Николаю Сергеевичу не хотелось соглашаться с тем, что говорил ученый историк, но он и не знал, что ему возразить. Если Викентий Викентьевич читал первоисточники, то он знал их вот именно лишь в пересказе.
— Славянофилы в общественном устройстве ориентировались на общину, — решил выложить Николай Сергеевич последний козырь. — Это тоже хорошо?
— Но скажите, а чем лучше общественный идеал западников? — мягко, по-доброму улыбаясь, ответил Викентий Викентьевич. — Славянофилы — воздадим должное их проницательности! — уже тогда разглядели в западной буржуазной цивилизации распускающееся пышным цветом омещанивание, обездушивание человека, превращение общества в скопище индивидов, каждому из которых лишь до себя. И, представьте, западник Герцен в этом пункте стал на сторону славянофилов…
Обычно в подобных спорах-разговорах к оппоненту, которому удалось опровергнуть тебя, испытываешь не самые добрые чувства. А тут — странное дело! — было наоборот: Николай Сергеевич проникался все большим уважением к собеседнику. Особенно располагала к этому человеку его мягкая и одновременно убеждающая манера вести разговор. Викентий Викентьевич вроде бы вовсе и не заботился о том, чтобы обязательно в чем-то убедить или тем паче переубедить противника. Он просто выкладывал свои аргументы, которые потом оказывались неопровержимыми.
— А вообще, дорогой Николай Сергеевич, вы никогда не задумывались, что слова «славянофил», а также «русофил» у нас имеют бранный, почти ругательный оттенок? Но что такое «фил»? Фил — по-гречески любовь. И что же получается: любовь славянина к славянству, любовь русского человека к своей родине России — бранные слова! У вас воображение, может, побогаче, а я вот, сколько ни пытался, не мог представить, чтобы в какой-то другой европейской, да и не только европейской, любой стране любовь к Отчизне стала вдруг нехорошим, ругательным словом… Может быть, славянофилы и русофилы в своем любовном ослеплении переступали грань и скатывались в шовинизм? Может, они славянство и Россию ставили выше других стран и народов, считали себя избранной расой? Ничего похожего!.. Опять сошлюсь на Аксакова. Словно бы упреждая подобные подозрения, одну из своих статей в газете «Молва» в 1857 году он закончил — дай бог памяти! — так: пусть свободно и ярко цветут все народности в человеческом мире! Да здравствует каждая народность!.. — Викентий Викентьевич опять улыбнулся, но на этот раз как-то усмешливо-иронически: — Не очень-то удивляйтесь моим цитатам по памяти. Ранние славянофилы были темой моего реферата еще в студенческие годы. А усвоенное в юности, как известно, помнится лучше того, что узнаем в зрелые годы. Небось приходилось слышать восточную мудрость: учение в молодости — резьба на камне, учение в старости — запись на песке…
Зазвонил телефон.
Викентий Викентьевич дотянулся до аппарата, снял трубку.
— Да, сидим, разговариваем… Ладно, можешь не торопиться. А у Маши узнай, что на бюро решили… Уже узнала?.. Плохо дело…
Невольно слушая телефонный разговор, Николай Сергеевич смутно догадывался о его причастности к делу, по которому он, кроме всего прочего, хотел поговорить с Викентием Викентьевичем, но пока еще не выбрал момента.

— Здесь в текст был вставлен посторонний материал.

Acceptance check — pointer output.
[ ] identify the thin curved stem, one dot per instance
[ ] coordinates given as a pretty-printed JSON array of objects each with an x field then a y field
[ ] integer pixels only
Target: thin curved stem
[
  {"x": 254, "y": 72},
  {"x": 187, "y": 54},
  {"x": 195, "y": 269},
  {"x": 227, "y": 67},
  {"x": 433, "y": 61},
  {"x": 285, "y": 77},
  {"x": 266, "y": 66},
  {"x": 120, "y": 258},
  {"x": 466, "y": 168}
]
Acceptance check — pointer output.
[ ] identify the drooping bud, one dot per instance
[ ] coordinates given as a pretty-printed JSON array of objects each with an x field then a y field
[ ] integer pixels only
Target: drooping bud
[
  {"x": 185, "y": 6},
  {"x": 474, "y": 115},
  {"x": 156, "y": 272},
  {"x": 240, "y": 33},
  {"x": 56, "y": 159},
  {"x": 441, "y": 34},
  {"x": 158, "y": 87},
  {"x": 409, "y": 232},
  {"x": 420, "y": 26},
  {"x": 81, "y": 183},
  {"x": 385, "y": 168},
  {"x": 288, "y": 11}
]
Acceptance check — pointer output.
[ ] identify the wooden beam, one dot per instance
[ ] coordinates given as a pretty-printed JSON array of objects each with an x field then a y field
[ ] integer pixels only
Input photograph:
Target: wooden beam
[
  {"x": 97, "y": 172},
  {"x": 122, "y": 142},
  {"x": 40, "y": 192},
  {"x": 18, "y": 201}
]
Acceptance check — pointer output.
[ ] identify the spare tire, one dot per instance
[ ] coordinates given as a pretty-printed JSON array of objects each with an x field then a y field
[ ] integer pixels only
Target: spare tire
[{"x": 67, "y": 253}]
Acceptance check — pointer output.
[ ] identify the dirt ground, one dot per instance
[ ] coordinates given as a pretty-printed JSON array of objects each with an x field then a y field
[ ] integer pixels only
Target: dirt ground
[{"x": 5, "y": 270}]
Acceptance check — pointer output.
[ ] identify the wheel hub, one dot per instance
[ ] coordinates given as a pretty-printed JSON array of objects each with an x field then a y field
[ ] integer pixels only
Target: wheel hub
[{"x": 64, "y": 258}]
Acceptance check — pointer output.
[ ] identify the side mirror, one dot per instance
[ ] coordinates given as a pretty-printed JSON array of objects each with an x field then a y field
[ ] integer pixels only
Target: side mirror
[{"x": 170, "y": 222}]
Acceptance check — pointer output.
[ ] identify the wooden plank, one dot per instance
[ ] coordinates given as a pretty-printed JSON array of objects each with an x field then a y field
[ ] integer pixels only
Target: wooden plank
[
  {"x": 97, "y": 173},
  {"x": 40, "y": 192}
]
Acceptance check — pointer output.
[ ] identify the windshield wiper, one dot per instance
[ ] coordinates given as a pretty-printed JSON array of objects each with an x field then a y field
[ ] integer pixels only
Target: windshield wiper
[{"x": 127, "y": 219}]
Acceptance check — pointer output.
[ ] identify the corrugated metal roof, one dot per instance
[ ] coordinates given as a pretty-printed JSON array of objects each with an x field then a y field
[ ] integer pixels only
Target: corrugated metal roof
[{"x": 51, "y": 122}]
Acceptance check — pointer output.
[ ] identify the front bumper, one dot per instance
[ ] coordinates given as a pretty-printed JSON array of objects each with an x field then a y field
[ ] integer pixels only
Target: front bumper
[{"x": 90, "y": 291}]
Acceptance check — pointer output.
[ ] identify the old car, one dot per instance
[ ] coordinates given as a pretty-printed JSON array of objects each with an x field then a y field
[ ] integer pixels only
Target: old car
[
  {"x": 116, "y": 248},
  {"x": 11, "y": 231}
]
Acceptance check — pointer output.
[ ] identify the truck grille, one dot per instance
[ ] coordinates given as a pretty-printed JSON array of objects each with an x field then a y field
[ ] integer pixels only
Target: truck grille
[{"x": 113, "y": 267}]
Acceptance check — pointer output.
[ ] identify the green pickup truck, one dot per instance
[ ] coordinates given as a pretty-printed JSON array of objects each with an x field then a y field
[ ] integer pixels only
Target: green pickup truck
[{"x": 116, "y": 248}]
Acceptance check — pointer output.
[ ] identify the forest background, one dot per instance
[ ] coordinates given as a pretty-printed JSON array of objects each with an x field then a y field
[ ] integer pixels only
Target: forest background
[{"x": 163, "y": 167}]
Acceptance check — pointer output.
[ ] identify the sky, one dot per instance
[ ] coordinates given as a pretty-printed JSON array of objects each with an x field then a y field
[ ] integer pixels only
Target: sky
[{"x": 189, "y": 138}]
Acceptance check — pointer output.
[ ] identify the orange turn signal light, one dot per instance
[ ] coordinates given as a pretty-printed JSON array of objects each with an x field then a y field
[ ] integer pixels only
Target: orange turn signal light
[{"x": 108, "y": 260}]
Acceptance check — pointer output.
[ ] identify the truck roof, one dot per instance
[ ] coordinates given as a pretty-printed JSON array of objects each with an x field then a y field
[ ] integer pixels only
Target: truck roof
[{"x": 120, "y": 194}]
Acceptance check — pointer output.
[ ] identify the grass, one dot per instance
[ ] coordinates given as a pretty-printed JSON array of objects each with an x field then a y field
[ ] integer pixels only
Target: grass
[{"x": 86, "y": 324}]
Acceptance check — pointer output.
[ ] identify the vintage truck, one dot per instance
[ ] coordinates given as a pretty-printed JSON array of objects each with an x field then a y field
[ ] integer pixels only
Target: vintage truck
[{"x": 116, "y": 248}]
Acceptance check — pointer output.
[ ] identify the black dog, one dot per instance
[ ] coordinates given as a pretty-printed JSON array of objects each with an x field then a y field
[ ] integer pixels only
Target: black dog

А тот положил трубку и какое-то время сидел в раздумье.
— Ладно, об этом потом. А сейчас мне бы хотелось закончить мысль… Я сказал, что мы, русские, никогда на похвалялись перед Европой. Даже и тогда, когда Наполеон поставил ее на колени, а мы разбили самого Наполеона… Что уж говорить про наши времена!.. Вспомните-ка, что писалось, да пишется еще и по сей день, в иных книгах о дореволюционной России? Прежде всего и больше всего о ее отсталости, косности, этакой замшелости. Говоря о прошлом России и народа русского, мы перво-наперво стараемся отыскать в этом прошлом самое темное, самое бедное, самое безотрадное. Тогда уж очень удобно и выгодно делать всякие сопоставления. Были курные избы и лучина, а теперь — по-белому и электричество. Русь была деревянной — теперь стекло и бетон. Одевались наши предки в армяки и азямы — мы щеголяем в нейлоне и прочей синтетике. Что еще? Как что, а лапти? Лапти особенно в большом ходу, они что-то вроде своеобразного символа или синонима русской отсталости…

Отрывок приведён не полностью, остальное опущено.